With rain in the forecast for today (although it has yet to materialize) I thought it would be a good chance to try my new Stan’s sealant to see if I could get any better result than the poor showing I’d had from the previous stuff.
I gave the new bottle of sealant a good shaking and then removed the seal. I prepped the tire — the one with the pinhole that’s turned into a nightmare — by unseating one side and using paper towels to mop up the remaining sealant there.
Once that was cleaned up, I poured in a like amount of new sealant, reseated the bead, and gave it a blast with the tire pump. The tire seated immediately, and air started leaking from the hole in the tread. I quickly rotated the wheel until the hole was pointing downwards. There was a brief spray of latex and then it held.

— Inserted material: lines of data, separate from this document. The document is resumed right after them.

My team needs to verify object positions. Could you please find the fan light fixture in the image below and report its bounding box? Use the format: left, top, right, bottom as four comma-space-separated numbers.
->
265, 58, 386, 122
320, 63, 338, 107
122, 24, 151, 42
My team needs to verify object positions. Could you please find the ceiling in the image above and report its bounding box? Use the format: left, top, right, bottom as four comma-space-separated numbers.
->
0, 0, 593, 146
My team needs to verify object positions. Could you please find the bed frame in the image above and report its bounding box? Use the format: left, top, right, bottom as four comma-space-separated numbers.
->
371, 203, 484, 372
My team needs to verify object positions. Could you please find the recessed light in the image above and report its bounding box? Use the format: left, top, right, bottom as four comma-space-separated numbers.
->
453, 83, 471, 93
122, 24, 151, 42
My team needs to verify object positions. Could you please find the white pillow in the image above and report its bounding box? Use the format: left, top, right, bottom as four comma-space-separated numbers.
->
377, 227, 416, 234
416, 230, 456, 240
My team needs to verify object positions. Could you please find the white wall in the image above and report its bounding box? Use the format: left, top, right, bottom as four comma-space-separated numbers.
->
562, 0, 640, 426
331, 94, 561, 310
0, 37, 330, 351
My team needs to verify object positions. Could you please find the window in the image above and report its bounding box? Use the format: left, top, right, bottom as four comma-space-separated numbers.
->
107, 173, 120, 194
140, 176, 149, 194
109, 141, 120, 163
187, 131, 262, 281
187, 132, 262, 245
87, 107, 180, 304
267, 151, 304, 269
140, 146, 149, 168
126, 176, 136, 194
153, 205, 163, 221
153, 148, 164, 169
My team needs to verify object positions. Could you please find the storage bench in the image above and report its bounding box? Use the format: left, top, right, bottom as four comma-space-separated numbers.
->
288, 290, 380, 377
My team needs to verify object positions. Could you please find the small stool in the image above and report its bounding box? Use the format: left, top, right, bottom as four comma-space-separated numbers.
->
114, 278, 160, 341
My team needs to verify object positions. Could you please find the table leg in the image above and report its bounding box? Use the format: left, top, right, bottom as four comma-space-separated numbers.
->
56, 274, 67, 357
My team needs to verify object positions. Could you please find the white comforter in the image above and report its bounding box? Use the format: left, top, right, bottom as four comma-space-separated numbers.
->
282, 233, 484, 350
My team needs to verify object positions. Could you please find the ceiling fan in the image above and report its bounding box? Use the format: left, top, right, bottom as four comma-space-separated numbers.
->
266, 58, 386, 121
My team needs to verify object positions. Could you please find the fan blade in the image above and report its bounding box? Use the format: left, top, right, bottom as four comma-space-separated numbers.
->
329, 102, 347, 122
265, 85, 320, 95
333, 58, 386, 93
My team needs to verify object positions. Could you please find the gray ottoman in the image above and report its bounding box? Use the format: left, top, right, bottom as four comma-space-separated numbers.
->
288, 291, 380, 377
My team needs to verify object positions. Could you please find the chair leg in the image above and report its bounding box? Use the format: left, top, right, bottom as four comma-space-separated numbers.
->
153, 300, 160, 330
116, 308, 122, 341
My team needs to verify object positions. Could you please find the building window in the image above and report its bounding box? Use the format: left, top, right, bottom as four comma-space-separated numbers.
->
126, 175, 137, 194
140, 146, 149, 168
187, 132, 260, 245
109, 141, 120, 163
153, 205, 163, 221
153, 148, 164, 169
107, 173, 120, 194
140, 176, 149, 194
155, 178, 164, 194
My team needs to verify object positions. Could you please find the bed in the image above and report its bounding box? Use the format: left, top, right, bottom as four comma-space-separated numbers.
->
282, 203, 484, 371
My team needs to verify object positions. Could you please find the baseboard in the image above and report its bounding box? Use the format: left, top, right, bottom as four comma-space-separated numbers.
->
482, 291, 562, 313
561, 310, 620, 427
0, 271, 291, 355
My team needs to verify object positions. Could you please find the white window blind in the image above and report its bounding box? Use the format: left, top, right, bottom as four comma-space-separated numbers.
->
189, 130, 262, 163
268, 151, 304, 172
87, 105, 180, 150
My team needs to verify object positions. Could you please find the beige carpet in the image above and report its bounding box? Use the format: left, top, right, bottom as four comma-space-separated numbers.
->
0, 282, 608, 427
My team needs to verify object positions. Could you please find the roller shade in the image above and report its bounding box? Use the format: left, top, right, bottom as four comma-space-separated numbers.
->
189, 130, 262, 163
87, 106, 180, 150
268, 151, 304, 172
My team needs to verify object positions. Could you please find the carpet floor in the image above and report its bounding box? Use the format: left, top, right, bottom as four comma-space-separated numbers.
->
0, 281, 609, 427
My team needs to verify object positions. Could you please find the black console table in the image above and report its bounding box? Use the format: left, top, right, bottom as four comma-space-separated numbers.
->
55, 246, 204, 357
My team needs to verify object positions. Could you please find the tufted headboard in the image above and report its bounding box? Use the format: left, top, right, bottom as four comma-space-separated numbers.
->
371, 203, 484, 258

After reinserting the valve core I pumped up the tire once again. As the pressure increased, there was another brief spray and then it sealed again. There was a further spray when I reached 40psi, and at that point after making sure the latex was sealing and set the tire aside. I’ll keep the hole pointed down and let it sit for at least 24 hours, and at that point I’ll try getting it up to 60psi. If that holds for a couple of days, I’ll consider it a usable tire once again.
With the rear holding, I turned my attention to the front. This is the one with the small leak at the base of the valve. I followed the same steps as with the rear and it all went smoothly. This time when I pumped up the tire after changing the sealant, I didn’t even hear any hissing of air. It was only after I finished inflating the tire that I noticed a small dribble of sealant.
I finished by inflating the tire to 60psi and swirling the sealant around inside. As with the rear, I’ve set it aside and will check again tomorrow to make sure it’s holding.
The tension is palpable
With the leaky tires taken care of, I turned my attention to the ticking spokes I’d noticed on yesterday’s ride. I got the wheel off the bike and into the truing stand, and then I measured all the spokes with the tension gauge. There were a few on the non-drive side that were lacking in tension, which was probably the result of the spokes seating in during the first few hundred kilometers of riding.
I went around the spokes and tightened each one a bit at a time until they were all up to snuff, and then I spent some time retruing the wheel. Once I was happy with the trueness, I measured all the spoke tensions once again.